Eddie Jones’ side missed the chance to put England back on top of the world for the first time since 2004 by losing to opponents they had easily beaten six days earlier.

They instead handed their arch-rivals the world No.1 ranking as Wales knocked New Zealand off the top perch with their 11th straight home win.

And in the process they missed the opportunity to give George Ford and Piers Francis precious game time in alternative half-back positions.

 
George North crosses for the game's only try

Jones described a contest which turned on a moment of English brain freeze as “almost the perfect World Cup prep game for us”.

He then took French ref Pascal Gauzere to task for allowing Wales to take the quick penalty which led to the game’s only try, when there is no law preventing it.

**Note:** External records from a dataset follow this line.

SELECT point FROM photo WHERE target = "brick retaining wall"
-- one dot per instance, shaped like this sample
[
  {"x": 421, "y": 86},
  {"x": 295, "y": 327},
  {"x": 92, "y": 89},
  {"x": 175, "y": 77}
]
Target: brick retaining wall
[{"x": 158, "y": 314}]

Anthony Watson had just been yellow carded and was making his way off the pitch when man of the match Dan Biggar caught England napping by restarting play for George North to score.

 
Even Billy Vunipola at full throttle could not breach Wales' defence

Jones believed Gauzere should not have allowed it and said “maybe the yellow card should have gone to the referee.

“But you’re not allowed to comment on referees. World Rugby are like Big Brother , they have facial recognition everywhere, you say one word and you’re in trouble.”

The coach’s frustration masked his team’s failure to react quickly enough to the situation - as he and his players later conceded.

 
Dan Biggar delivered another man of the match display against England

“We had to cope with whatever the referee decided was right,” said Jones. “If he wants a variation of the law, we’ve got to be good enough to cope with it.”

Ben Youngs agreed: “As players we have to take the one lesson which is don't switch off when there's a penalty.”

Better to learn lessons in a game of little consequence, of course, than at the World Cup, where there is a good chance these teams will contest a quarter-final.

 
George Ford clears his lines under Welsh pressure

The mind drifted back to 2003 when England made a complete Horlicks of chasing a drop goal winner in a World Cup warm-up game against France but used the lesson to win the final five months later.

After a game in which England failed to score a first half point for the first time in eight years Jamie George conceded: “We were too frantic at times.

“We learnt the value of discipline. We needed a lesson like that and it’s better to learn that now than in Japan.”

 
French ref Pascal Gauzere lectures the two captains

Another moment of concern came when Willi Heinz left the field for a concussion check in the first half.

Had that been England’s World Cup opener and he failed his HIA, Heinz would be ruled out of their second game four days later.

Given Jones is taking only two scrum-halves that presents a very obvious problem. Yet the coach chose not switch his ‘emergency’ nine to scrum-half to practise.

Eddie Jones claimed to be unperturbed by defeat

Sir Clive Woodward accused him of missing a “huge learning opportunity”, saying: “The whole point of these matches is to get yourself ready for what is to come at the World Cup.

“But England are none the wiser about a few key things after this defeat, especially at 9 and 10.”.

ENGLAND - Pens: Ford 2.

WALES - Try: North. Con: Biggar. Pens: Biggar, Halfpenny.